# kage plow???



## bossplowguy (Jan 6, 2008)

Has anyone used or own one of those kage plows that interchange between a pusher and a angle plow?


----------



## DCS MN (Jan 21, 2009)

Works great. I am buying more this winter.


----------



## NorthernSvc's (Mar 12, 2006)

love love love mine....worth every penny...


----------



## JohnnyRoyale (Jun 18, 2006)

What are you guys running them on? I'm thinking about getting a couple of the bigger ones.


----------



## AndersonCS (Jul 7, 2011)

I'm ordering one for a John Deere 7430 tractor w/ loader.

I really love the concept of these


----------



## JohnnyRoyale (Jun 18, 2006)

Does anyone have real life experiences with the bigger units...say for loaders or tractors?


----------



## DGODGR (Nov 30, 2008)

I was going to buy one (for my 3yd loader) but I did not want to part with all the money up front going into winter. They said that had "in house" financing. Appearently "in house" really means Blue Leaf Capitol. Their rep seemed OK but he pulled some shady crap so I told them to pack sand. It all worked out though as I did not get the contract that I was going to use the plow for.


----------



## NorthernSvc's (Mar 12, 2006)

8' on bobcat s-250 works perfectly... would handle a 9' i think no problem, but 8' fits between parked cars better...


----------



## kcress31 (Sep 20, 2009)

I have a 10 foot on our Bobcat A 300 and it works great. I have used it for 2 seasons now.


----------



## gd8boltman (Dec 18, 2002)

*We are very happy with our*

ten footer on the telehandler.

http://www.plowsite.com/showthread.php?t=112502&highlight=telehandler+kage


----------



## cjwoz (Jan 7, 2008)

Are the sides as strong as an article sectional


----------



## Kristin Stephan (Nov 6, 2008)

DGODGR- I am very sorry to hear that you were not happy with the financing company we were using. I wish I would have known about this sooner. We are offering financing through a new company this year so hopefully if you are still interested in going that route you will have a better experience.
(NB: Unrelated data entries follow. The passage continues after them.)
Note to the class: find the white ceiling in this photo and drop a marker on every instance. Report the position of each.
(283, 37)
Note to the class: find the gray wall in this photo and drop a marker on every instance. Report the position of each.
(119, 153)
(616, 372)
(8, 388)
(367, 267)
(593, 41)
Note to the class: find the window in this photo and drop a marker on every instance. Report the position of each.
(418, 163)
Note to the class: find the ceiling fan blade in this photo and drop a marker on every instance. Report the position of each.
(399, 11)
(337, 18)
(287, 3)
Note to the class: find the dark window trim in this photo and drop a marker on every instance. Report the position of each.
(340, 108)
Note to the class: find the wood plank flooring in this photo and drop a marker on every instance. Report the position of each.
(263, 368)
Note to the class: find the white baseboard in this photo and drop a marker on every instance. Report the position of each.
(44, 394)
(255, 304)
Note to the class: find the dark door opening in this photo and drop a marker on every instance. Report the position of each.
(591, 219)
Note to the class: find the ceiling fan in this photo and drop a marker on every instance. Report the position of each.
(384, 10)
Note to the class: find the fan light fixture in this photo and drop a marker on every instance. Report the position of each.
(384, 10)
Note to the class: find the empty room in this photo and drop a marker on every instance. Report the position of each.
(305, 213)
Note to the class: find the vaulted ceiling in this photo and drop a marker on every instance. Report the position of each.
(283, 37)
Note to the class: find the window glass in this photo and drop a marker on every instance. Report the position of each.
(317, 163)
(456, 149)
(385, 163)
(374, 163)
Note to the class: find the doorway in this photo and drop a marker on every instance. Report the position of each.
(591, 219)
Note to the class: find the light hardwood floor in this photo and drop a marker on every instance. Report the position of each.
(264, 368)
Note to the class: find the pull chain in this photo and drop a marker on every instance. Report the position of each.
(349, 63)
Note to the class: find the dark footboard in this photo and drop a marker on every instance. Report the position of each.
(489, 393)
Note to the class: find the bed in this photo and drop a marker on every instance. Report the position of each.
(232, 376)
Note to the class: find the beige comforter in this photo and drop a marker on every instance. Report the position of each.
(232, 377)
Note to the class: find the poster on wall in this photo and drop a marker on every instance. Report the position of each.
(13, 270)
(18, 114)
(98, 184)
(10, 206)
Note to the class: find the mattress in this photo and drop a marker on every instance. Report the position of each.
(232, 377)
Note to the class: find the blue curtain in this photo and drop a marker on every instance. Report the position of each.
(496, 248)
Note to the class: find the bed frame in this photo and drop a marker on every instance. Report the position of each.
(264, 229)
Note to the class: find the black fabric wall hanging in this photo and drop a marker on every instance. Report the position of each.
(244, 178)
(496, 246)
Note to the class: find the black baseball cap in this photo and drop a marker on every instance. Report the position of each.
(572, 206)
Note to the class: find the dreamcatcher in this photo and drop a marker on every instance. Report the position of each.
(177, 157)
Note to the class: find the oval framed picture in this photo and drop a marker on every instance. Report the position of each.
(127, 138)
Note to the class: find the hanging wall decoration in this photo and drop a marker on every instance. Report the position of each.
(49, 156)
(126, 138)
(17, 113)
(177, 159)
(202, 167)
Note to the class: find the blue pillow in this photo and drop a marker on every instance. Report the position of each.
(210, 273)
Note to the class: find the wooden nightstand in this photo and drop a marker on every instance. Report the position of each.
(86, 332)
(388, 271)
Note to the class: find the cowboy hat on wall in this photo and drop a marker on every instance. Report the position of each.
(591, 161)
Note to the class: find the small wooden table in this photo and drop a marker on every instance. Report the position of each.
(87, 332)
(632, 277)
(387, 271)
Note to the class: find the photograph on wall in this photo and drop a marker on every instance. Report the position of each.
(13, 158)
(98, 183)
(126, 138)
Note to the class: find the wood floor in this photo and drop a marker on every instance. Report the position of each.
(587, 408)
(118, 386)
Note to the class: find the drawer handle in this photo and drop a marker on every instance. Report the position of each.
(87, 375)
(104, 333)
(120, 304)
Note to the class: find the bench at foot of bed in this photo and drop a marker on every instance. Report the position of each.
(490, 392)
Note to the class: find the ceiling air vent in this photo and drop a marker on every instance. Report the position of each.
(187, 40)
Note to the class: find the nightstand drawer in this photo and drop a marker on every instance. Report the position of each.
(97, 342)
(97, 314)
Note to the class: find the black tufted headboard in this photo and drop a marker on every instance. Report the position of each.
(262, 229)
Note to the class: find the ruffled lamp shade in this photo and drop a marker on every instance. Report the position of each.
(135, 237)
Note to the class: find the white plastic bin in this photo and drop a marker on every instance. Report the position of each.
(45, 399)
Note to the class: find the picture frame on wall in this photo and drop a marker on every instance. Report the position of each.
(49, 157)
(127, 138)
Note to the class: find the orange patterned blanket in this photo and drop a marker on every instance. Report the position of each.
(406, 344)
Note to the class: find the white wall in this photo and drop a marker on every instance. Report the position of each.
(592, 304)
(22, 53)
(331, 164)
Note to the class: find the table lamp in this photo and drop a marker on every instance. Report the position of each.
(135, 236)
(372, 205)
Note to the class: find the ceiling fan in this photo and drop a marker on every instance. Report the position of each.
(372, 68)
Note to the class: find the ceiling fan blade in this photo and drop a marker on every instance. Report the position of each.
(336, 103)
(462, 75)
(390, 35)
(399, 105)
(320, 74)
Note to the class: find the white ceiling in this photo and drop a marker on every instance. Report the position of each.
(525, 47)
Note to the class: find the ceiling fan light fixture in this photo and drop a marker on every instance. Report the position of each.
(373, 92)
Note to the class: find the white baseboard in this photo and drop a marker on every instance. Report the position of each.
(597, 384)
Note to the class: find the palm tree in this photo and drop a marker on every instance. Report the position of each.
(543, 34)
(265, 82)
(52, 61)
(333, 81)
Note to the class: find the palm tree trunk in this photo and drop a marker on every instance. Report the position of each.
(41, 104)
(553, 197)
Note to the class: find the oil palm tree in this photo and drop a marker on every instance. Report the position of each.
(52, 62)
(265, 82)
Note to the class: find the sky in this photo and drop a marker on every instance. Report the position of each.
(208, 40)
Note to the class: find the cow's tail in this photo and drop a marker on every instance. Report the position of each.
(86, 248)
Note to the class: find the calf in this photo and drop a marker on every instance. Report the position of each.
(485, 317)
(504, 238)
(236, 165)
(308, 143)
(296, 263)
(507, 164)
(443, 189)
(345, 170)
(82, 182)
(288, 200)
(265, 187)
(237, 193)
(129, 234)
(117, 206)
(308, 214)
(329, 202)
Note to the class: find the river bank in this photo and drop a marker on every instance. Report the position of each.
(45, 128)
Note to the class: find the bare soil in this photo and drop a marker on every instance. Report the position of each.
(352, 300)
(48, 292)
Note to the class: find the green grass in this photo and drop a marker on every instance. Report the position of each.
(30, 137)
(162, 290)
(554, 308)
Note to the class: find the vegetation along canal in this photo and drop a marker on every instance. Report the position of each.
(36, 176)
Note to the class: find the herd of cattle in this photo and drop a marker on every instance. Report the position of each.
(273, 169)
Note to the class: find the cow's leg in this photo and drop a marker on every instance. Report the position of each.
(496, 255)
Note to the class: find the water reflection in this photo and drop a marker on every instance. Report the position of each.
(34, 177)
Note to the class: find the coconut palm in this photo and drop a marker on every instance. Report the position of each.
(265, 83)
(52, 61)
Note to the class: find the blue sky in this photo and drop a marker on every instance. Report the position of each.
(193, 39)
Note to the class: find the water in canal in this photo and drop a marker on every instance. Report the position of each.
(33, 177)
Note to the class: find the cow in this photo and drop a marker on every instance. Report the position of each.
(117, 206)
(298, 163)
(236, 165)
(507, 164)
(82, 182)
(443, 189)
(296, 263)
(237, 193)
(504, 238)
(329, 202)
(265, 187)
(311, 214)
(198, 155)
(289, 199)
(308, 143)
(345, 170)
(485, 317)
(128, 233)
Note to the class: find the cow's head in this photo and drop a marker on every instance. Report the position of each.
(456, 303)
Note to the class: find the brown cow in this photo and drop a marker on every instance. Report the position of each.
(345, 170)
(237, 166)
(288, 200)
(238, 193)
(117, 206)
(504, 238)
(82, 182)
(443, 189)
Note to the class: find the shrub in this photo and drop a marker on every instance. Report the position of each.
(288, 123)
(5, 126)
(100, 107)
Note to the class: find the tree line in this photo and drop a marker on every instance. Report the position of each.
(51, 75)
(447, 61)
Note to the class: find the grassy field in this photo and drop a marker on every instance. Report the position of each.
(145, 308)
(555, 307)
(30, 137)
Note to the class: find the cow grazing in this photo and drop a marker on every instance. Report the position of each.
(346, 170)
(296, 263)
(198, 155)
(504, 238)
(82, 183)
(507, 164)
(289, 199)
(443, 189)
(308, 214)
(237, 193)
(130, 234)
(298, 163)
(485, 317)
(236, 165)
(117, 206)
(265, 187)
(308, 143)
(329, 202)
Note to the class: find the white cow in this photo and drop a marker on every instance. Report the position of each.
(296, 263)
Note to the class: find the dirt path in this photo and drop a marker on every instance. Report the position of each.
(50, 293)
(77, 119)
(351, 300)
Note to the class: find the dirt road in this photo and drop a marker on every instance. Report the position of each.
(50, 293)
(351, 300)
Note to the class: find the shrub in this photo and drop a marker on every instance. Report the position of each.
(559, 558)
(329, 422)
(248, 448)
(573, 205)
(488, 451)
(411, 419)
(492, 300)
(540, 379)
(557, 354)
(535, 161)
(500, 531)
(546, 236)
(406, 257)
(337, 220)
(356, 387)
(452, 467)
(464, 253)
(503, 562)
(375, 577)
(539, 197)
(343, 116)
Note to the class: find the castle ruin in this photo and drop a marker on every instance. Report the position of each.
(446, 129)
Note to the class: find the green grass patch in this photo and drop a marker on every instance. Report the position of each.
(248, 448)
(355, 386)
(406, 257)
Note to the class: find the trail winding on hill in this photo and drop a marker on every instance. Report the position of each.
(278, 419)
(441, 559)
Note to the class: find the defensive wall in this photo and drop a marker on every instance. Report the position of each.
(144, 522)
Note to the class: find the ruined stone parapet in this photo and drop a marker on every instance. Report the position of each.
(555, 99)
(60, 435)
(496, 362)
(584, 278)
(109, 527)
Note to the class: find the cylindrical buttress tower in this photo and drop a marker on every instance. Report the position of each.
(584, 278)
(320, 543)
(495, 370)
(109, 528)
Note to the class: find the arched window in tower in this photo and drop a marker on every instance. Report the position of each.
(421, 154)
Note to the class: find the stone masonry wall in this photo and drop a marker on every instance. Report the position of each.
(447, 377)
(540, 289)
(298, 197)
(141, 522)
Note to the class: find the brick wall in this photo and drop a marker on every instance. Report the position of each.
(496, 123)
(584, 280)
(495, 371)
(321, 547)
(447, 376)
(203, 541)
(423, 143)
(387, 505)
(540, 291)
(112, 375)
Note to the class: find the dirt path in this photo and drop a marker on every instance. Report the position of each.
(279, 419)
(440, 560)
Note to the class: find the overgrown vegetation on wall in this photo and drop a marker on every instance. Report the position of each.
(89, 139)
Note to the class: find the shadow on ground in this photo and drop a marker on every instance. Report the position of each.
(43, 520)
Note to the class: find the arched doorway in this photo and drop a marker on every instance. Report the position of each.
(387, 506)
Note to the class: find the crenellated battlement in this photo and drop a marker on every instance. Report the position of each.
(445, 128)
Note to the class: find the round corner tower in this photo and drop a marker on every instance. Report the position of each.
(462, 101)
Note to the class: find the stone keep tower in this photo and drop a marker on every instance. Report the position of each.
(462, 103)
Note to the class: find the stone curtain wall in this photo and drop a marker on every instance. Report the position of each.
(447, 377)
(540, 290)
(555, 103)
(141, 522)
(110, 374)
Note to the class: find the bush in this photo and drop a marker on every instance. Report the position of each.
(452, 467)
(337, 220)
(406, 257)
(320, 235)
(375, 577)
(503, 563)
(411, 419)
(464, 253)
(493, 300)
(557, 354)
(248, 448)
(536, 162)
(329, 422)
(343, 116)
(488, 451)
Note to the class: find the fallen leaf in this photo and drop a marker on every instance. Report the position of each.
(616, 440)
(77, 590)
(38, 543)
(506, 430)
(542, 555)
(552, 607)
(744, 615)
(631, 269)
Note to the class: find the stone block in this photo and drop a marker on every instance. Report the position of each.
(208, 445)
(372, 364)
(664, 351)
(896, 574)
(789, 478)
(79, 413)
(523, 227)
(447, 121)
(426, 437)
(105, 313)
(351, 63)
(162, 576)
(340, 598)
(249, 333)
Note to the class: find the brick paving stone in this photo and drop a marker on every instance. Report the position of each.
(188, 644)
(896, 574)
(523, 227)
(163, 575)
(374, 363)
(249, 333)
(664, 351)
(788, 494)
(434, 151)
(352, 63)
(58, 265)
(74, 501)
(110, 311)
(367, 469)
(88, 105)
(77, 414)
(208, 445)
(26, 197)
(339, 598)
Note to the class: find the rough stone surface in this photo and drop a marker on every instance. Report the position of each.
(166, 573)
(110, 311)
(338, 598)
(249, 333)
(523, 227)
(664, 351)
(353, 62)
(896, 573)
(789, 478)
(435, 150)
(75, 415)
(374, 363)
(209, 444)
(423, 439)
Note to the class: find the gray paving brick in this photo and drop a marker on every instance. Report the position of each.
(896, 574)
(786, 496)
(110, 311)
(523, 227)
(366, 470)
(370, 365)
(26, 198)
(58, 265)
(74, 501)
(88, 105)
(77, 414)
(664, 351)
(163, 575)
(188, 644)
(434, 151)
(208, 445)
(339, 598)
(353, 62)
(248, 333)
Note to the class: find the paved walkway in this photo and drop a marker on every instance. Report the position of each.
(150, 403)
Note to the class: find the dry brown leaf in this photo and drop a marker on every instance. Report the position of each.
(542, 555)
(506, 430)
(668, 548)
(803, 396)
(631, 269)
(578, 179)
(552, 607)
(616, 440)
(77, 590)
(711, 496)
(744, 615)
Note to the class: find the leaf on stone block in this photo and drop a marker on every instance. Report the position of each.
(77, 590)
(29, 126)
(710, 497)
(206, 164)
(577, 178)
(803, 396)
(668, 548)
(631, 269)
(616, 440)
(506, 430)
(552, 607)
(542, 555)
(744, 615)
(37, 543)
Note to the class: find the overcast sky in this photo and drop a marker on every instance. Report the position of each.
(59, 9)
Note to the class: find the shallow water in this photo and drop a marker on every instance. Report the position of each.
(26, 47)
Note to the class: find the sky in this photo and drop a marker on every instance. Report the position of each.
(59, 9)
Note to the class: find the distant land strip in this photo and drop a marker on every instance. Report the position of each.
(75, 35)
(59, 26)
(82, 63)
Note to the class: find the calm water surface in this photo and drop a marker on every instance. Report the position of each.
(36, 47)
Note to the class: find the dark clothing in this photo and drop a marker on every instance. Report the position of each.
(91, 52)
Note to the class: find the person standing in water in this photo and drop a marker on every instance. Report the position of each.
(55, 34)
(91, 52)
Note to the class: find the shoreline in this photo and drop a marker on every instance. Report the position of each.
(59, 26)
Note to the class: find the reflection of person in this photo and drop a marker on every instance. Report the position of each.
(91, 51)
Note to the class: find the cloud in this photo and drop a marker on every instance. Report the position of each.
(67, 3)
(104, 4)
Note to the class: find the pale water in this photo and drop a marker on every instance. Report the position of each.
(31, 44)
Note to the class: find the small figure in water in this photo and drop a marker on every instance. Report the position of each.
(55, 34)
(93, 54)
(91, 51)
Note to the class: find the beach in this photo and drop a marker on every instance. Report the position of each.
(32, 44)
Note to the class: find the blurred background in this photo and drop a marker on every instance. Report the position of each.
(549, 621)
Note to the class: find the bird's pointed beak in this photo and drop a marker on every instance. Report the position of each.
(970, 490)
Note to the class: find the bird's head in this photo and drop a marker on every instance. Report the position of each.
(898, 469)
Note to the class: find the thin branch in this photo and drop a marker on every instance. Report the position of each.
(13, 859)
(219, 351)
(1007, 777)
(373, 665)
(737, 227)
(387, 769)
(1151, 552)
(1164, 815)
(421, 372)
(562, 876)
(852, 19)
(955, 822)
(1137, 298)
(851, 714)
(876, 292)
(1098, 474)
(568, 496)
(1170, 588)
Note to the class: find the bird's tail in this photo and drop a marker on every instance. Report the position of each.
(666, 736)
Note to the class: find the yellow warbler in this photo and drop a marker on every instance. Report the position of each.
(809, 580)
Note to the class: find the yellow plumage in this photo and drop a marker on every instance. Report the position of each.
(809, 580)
Please let me know if there is anything I can help you with.


----------



## DGODGR (Nov 30, 2008)

Kristin Stephan;1303220 said:


> DGODGR- I am very sorry to hear that you were not happy with the financing company we were using. I wish I would have known about this sooner. We are offering financing through a new company this year so hopefully if you are still interested in going that route you will have a better experience. Please let me know if there is anything I can help you with.


I would be interested again this year. I'll send you a PM or e-mail.


----------



## GrayBros. (Nov 20, 2010)

We run a 9ft Kage on our CAT 262B and it is amazingly fast. My only complaint is that they used some foreign crap hydraulic fittings and we had to spend an extra $125 to get it to hook up correctly. Not too expensive, just not expected when you pay top dollar for a piece of equipment.


----------



## GrayBros. (Nov 20, 2010)

One other thing, the main plow decal fell off after about 3 times of use.


----------